Goldman Sachs says AI’s impact on the US economy was “basically zero” last year

https://www.techspot.com/news/111440-goldman-sachs-ai-impact-us-economy-basically-zero.html

25 Comments

  1. Well, not exactly. nvidia made lots of money selling the idea that everyone needs AI. The impact of that was offset by the lost of jobs because they were replaced by AI.

  2. Getting paid for having no substance on what you utter coz anyway they’ll believe what your sputter

    s

  3. CircumspectCapybara on

    > Some analysts argue that
    >
    > […]
    >
    > analysts have suggested

    These are the same “experts” and “analysts” that have predicted 20 out of the last 2 recessions, so you should take their analyses with a grain of salt.

    Watch what they do, not what they say. If they decide to throw their own money behind shorting tech stocks or otherwise bet against AI with their own funds, then you can believe they actually have a shred of confidence in what they otherwise say for clicks.

  4. All_Hail_Hynotoad on

    No positive impact, perhaps. Many people lost their jobs because of AI, or so they were told.

  5. the_red_scimitar on

    Well – not zero. That’s manifestly false. Hundreds of billions were spent. If nothing else, that took investment from other productive things (you know, like memory chips for any other use, hard drives, etc.) It created scarcities of these stapes of the tech trade, raised prices for billions of users, etc.

    So if the NET effect was zero, it might mean:

    – It hides negative effects on the economy

    – it hides positive effects on the economy

    Probably both. That huge investment capital *didn’t* go to more useful, productive, or even remunerative efforts. Concentrating it in one highly speculative industry kept it from all the rest, and had global impact on technology availability. But it also fueled a literal ton of “commerce” (if nothing else, lots of cash flow). Stories continue to basically say, “almost no user is winning with this, but everybody is using it”. The continuing warnings about the immense bubble this creates being risky and fragile, not to mention the technology itself having profound dangers that even the industries leading CEOs are begging to be reigned in (but want others – governments – to regulate them because they can’t self-regulate) are all over the news.

    And yet, we continue handling this like some kind of shiny toy, while the US regime tries to force them to abandon what ethical standards they have, and undoubtedly others, seeing the large, flashing dollar signs, are urgently realizing the full potential dangers of the technology.

    So “zero” is hardly the right word for the effect of the technology, unless you blind yourself to the enormous effect that moving that much money has on the world.

  6. Goldman Sachs clearly needs to adopt new metrics for assessing the US economy because anyone can easily say this statement is false. Job layoffs hand over fist and massive shifting of stock portfolios is a direct result of AI implementation and adoption.

  7. OptimisticSkeleton on

    Let’s keep a record of every CEO and business leader who said AI was gonna make a ton of money and never listen to them again.

  8. But hey at least we drained rivers of clean drinking water dry so that we can sling slop at each other that takes longer to fix than to just write normally.

  9. It was probably a negative impact except for some manufacturers. And none of them make things in the US

  10. I bet if they look harder they’ll see it’s actually negative, since many people who would be spending couldn’t get jobs

  11. So long as we rely on the same fundamental energy systems, we cannot make any real progress as a species. 2025 had more emissions than any year prior lol

  12. I mean, the extra energy usage, the water usage, the cost of RAM blowing up, outages because of AI generated code, probably some lost jobs….but sure no impact.

  13. Prodding_The_Line on

    Clearly lives under a rock as RAMpocalypse happened!

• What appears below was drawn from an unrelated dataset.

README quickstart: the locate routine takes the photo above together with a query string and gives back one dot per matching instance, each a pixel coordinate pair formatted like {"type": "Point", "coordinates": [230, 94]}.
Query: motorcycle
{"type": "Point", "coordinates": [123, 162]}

They need to “sack” these people.

  14. No impact except for the fact that it’s become arguably one of the central pillars of the economy, to the point that if it collapses as a viable sector that it would be a complete disaster.

  15. This article is saying that the idea that all of the spending on AI is boosting US GDP is wrong.

    (This article is not about AI productivity).

    It it simply saying that the spending US tech companies are doing on AI is actually boosting GDP in Taiwan and Korea. 

    The analyst from Goldman here did not set out to comment on AIs impact so far on productivity in workplaces. That is a different question. This is about investment in AI and where that boost is being seen in GDP. 

    The U.S. is essentially acting as a pass-through for capital that is actually boosting the GDP of East Asian manufacturing hubs.

  16. redvelvetcake42 on

    AI is going to be a thing that settles into mid territory. Gemini will dominate and other options like CopilotAI and Claude will survive. I don’t think OpenAI survives or it gets solid to Microsoft (brand wise) and they switch to chatgpt instead of copilot since copilot is a joke and Chatgpt isn’t.

  17. Who could’ve guessed that a technology nobody asked for that constantly hallucinates false information being shoved down our throats by middle management so they can report “increased AI engagement” and get a fat bonus wouldn’t actually increase productivity?